# Collected plant in Trinidad



## Zapins (Jul 28, 2004)

I collected this plant in Trinidad. By all descriptions it appears to be Egeria densa. However, I simply can't feel comfortable calling it this since I've been growing it at 83F water and I know real Egeria densa tends to die off at temperatures significantly lower than this.

Is this Egeria densa or a variant that can tolerate very warm waters? Or perhaps a totally different plant altogether? Could this be hydrilla verticillata?


----------



## KraKen (Jul 17, 2008)

It looks kind of like egeria najas only darker. I don't know what range of temperatures that can survive in.


----------



## SOLOMON (Sep 24, 2006)

Hydrilla verticillata?


----------



## davemonkey (Mar 29, 2008)

I second _Hydrilla_. If that is correct, it's invasive (just FYI) .

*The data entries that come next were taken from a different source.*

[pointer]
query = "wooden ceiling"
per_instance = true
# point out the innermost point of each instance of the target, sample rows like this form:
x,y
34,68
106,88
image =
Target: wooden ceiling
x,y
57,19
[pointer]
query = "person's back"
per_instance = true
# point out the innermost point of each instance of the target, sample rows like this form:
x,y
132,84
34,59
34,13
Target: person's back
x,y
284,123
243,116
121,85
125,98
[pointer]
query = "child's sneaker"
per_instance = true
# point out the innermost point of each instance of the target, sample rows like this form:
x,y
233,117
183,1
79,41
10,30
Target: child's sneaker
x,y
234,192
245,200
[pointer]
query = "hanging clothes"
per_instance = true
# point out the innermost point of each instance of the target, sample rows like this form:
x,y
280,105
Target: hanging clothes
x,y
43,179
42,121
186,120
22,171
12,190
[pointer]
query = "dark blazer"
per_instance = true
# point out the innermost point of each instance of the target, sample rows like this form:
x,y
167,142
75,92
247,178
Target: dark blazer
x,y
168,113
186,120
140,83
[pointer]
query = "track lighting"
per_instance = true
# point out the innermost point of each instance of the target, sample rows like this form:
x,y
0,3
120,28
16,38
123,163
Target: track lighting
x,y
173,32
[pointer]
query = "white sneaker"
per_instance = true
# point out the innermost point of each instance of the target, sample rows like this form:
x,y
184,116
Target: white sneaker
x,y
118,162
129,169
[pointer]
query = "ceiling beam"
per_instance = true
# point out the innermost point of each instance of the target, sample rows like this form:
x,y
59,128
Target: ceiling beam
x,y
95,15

http://plants.ifas.ufl.edu/node/183

-Dave


----------



## Zapins (Jul 28, 2004)

I see that Hydrilla produces little root tubers. I haven't seen mine form these yet. I can't seem to find any info on how long it takes for them to form the tubers though. Do you think they may take a while to form?


----------



## davemonkey (Mar 29, 2008)

Zapins said:


> I see that Hydrilla produces little root tubers. I haven't seen mine form these yet. I can't seem to find any info on how long it takes for them to form the tubers though. Do you think they may take a while to form?


I suppose it could take some time, but I really don't know. How long does it take the usual aquatic plant to form a mature root system (I'm assuming the tubers would be on mature root systems) ?


----------



## Zapins (Jul 28, 2004)

Hmm good point. I'm not really sure either. I've had 1 stem rooted in my soil substrate tank for 6 months now and it hasn't developed any tubers. The rest of the stems were all grown floating.

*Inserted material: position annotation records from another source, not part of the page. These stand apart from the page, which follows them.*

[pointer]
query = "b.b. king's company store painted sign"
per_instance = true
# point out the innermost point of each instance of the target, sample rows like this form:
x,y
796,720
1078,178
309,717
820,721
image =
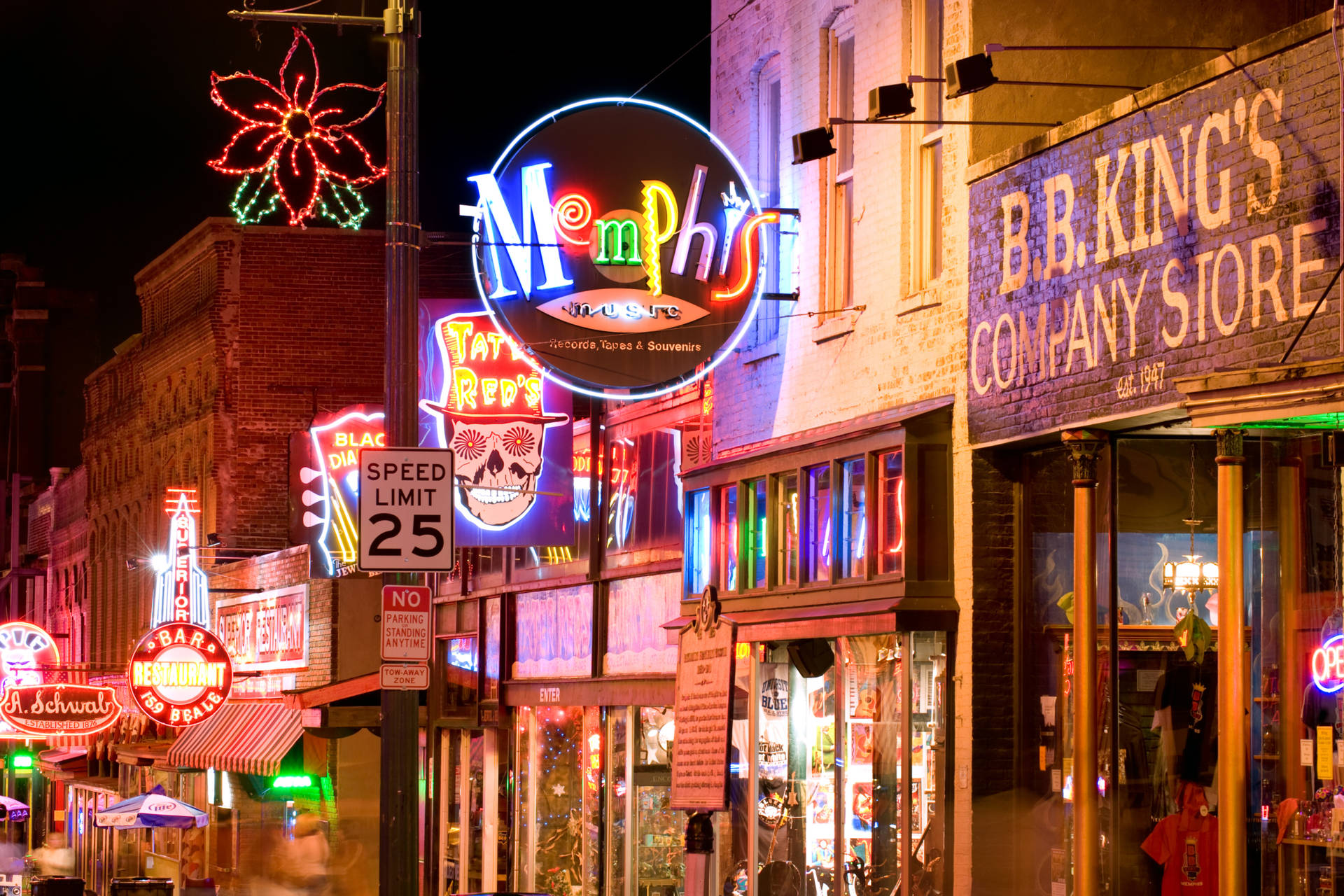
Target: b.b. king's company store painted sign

The rooted stem only had 3 or 4 long roots, about 6 inches in length with lots of root hairs. I don't think it is Egeria densa based on the way the root looked since I haven't seen anacharis grow fuzzy roots. I'm not sure if the 3-4 roots is a mature root system though.

I did notice that in a youtube identification video it mentioned hydrilla has a little barb on the leaf midrib. I don't recall noticing it in my last casual inspection of the plant, but then again I wasn't specifically looking for it since I didn't know it was particular to hydrilla. I suppose I'll have to inspect it next time I go home, or to my soil tank in admissions.

Here is a picture of the leaf close up.


----------



## HeyPK (Jan 23, 2004)

That looks like Hydrilla to me, too. Hydrilla develops the tubers when given short day conditions. See www.apms.org/japm/vol35/v35p60.pdf


----------



## Zapins (Jul 28, 2004)

Fascinating info! Thanks.

I think it is hydrilla too, but I want to check for the midrib barbs before committing to hydrilla.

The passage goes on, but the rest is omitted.